And if that app is Strava, then you’re in good company: according to the company’s 2018 Year in Sport report, released back in November, the app’s 36 million users logged more than 624 million activities using the app in the preceding 12 months, and covered more than 6.67 billion miles, on foot and on bike.
All the data relating to those runs and bike rides ends up in a 120 TB data warehouse, which Strava recently shifted to Snowflake, after running into concurrency issues with its previous Redshift warehousing service from Amazon Web Services (AWS). According to Cathy Tanimura, Strava’s senior director of analytics and data science:
We were using Redshift, which I happen to think is a great solution for getting up and running, for getting started. And we have a lot of other infrastructure in AWS so it was kind of easy from that perspective, but the concurrency issue was a problem.
With Redshift, you have a certain number of connections to the service - connections for loading the data and connections for querying it. And so when you have a lot of jobs that are writing data, then they use up those connections and there are too few connections left over for consumers of the data to query. You end up with something like a traffic jam: people can’t query data, or someone writes a long-running query, and then the loading of data backs up. It can be quite a management challenge.
The result was query times that were far too long, forcing analysts to schedule queries for their lunch hours or even overnight - but on top of that, Tanimura adds, there was also a scalability issue:
We were just growing, growing, growing the amount of data that we had and the price-point you end up in in the Redshift world in order to support our kinds of needs… well, it became a bit eye-watering.
The concurrency issues that customers can experience with Redshift is a problem that Diginomica has reported on before, in my story last year of how it prompted a shift from Redshift to Snowflake at food delivery service Deliveroo.
Snowflake tackles this issue by separating compute from storage and spinning up independent compute clusters to host ‘virtual data warehouses’ for specific workloads. These virtual data warehouses can be instantly resized according to need or paused entirely, allowing concurrent workloads to run without impacting each other.
Tanimura, who joined Strava from cloud identity management company Okta in February last year, hadn’t worked with Snowflake before, but says she had been pitched by the company in her previous job and had been intrigued by this separation of compute and storage. As a result, she says, she was excited by the prospect to use it in her new job at Strava.
The migration between the two systems, which took place between March and June last year, went pretty smoothly, she says. The vast majority of historical data in Redshift was loaded in bulk into Snowflake - although there was some effort ahead of time to clean up data and remove tables, for example, that were no longer used:
But of course, there was the issue that we have data loading constantly from our athletes around the world throughout the day and night - it never stops. So what we did was we ended up loading in parallel to the two platforms for a cutover period, where we were comparing the two to check our stats looked the same on each and so on. Plus we had a consultancy company help us to port our Looker front-end tools to the new warehouse so we could point our reports at it. It was a fairly big effort, but it was team effort.
New features, new efforts
Where that effort leaves Strava, she ways, is in a much better position to use data to bring new services to its app for users - or ‘athletes’, as the company prefers to call them. These include a launching a ‘relative effort’ score in April 2018, which enables them to compare and contrast heart rate metrics from their wearable device across different fitness activities. Data also powers features such as matched runs and rides, which enables runners and cyclists to benchmark themselves against past performance on their most common routes and social features that enable Strava users to connect and compete with each other.

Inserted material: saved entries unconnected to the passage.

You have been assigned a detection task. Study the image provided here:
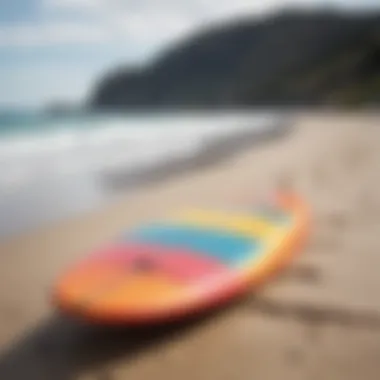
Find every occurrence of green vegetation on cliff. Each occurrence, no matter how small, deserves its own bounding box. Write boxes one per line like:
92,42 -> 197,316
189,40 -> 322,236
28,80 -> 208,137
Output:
90,10 -> 380,110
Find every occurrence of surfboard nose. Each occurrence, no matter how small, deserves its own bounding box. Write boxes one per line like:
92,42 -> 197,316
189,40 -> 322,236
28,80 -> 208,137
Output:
52,242 -> 231,322
52,258 -> 123,311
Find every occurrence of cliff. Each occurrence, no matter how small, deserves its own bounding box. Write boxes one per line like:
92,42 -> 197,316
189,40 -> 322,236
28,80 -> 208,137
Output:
90,10 -> 380,110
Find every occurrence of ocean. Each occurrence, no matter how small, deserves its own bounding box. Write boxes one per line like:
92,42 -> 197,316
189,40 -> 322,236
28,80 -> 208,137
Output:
0,110 -> 285,239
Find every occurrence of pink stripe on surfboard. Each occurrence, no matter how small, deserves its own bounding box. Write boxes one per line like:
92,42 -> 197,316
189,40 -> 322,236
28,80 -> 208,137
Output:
88,243 -> 230,283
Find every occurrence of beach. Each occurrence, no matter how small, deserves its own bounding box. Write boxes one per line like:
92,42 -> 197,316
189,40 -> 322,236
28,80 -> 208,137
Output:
0,112 -> 380,380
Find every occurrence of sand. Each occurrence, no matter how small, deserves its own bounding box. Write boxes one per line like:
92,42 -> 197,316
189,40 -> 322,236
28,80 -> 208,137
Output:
0,112 -> 380,380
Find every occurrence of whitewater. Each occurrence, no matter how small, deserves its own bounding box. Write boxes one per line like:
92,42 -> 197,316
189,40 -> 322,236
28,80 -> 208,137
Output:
0,111 -> 285,238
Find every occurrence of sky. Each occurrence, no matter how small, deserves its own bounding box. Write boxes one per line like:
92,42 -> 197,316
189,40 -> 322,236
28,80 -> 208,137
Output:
0,0 -> 378,108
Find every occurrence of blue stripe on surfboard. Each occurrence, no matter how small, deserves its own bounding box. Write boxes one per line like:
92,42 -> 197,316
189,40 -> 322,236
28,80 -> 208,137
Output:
124,224 -> 264,266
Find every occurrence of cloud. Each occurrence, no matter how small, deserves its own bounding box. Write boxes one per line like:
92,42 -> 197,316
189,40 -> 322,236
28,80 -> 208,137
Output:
0,0 -> 359,49
44,0 -> 318,16
1,1 -> 202,48
44,0 -> 105,10
0,22 -> 110,47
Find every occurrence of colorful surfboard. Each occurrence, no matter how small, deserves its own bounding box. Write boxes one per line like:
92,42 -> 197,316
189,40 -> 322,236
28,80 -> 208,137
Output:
52,192 -> 310,324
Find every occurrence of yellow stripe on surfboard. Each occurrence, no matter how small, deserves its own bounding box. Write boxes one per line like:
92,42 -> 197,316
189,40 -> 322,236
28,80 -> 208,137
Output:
167,209 -> 281,239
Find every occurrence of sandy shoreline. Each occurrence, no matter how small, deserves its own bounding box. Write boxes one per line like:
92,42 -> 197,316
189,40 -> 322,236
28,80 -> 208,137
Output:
1,113 -> 380,380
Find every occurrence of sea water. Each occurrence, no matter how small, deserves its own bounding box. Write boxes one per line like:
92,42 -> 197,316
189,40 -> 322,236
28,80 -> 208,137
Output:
0,110 -> 284,239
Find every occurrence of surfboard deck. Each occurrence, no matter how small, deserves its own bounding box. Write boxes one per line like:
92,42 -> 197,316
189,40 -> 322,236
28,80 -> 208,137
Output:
52,192 -> 310,325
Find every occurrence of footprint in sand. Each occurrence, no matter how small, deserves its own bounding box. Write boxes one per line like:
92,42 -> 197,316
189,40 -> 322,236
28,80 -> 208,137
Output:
311,162 -> 330,188
342,141 -> 370,172
326,210 -> 348,230
284,264 -> 322,285
307,232 -> 339,255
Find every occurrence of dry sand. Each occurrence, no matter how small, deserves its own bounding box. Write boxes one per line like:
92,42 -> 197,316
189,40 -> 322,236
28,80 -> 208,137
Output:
0,113 -> 380,380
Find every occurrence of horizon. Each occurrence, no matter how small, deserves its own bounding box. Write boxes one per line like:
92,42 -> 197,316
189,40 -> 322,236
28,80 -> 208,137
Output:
1,0 -> 379,110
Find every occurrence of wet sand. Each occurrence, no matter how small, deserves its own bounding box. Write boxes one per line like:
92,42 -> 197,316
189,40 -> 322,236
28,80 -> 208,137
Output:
0,113 -> 380,380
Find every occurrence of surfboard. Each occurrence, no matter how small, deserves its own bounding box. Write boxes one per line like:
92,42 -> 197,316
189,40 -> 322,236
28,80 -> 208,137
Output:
52,192 -> 310,325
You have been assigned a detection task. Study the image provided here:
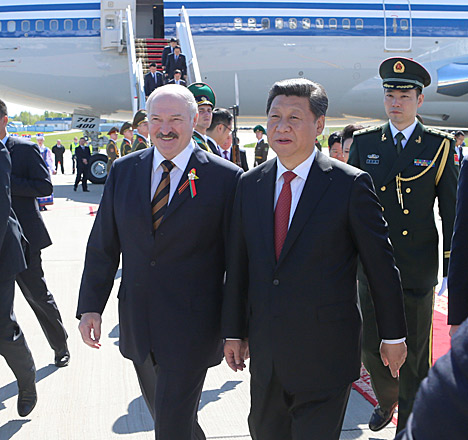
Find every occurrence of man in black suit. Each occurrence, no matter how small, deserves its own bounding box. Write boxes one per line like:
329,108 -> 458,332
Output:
165,46 -> 187,80
167,69 -> 186,86
144,62 -> 164,98
448,157 -> 468,335
0,100 -> 70,368
51,139 -> 65,174
74,137 -> 91,192
161,37 -> 178,73
222,79 -> 407,440
0,139 -> 37,417
454,130 -> 464,168
77,84 -> 242,439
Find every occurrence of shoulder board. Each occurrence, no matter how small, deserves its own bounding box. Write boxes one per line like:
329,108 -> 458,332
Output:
353,126 -> 381,136
424,126 -> 455,140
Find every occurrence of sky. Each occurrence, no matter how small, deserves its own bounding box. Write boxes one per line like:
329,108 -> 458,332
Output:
6,100 -> 48,117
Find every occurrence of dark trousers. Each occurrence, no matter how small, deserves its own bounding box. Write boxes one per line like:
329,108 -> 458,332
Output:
74,165 -> 89,191
0,276 -> 36,389
359,281 -> 433,432
15,249 -> 68,353
55,156 -> 64,174
248,367 -> 351,440
133,353 -> 207,440
72,154 -> 76,173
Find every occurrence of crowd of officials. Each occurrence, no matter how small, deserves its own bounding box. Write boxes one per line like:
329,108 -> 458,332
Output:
2,54 -> 468,440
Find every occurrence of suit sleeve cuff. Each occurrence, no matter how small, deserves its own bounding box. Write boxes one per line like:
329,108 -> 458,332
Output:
225,338 -> 242,341
382,337 -> 406,344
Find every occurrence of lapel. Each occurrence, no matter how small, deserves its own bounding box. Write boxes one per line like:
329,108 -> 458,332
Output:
277,151 -> 333,267
256,159 -> 277,268
135,147 -> 154,232
383,122 -> 426,184
161,146 -> 209,224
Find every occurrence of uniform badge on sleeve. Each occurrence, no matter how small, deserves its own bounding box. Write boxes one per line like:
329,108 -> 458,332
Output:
366,154 -> 380,165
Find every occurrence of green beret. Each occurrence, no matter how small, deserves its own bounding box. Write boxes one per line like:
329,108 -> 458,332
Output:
107,126 -> 119,135
120,121 -> 133,135
132,109 -> 148,129
253,125 -> 266,134
379,57 -> 431,90
188,82 -> 216,107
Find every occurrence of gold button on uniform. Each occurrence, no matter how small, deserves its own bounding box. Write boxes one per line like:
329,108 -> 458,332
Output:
381,186 -> 386,192
403,209 -> 409,215
382,206 -> 385,212
402,230 -> 408,236
406,188 -> 411,193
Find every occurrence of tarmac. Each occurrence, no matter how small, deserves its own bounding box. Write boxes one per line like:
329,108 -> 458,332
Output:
0,146 -> 398,440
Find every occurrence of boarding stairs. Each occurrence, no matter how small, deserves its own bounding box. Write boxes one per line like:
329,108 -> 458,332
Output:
135,38 -> 167,74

As new features are launched, data discovery holds an important clue into what’s working and what’s not, says Tanimura:
If we put something new out and we see usage below what we expected, then we can go away and think about whether we’re making users aware of this feature, do they need more help using it and so on. It’s about really understanding athletes and what they need and building a great product for them, as well as turning the data that they’re uploading into formats that are visible and engaging.
These product experiences will hopefully inspire customers to greater efforts on the fitness front. They might even help some of us stick to those all-too-slippery New Year’s resolutions.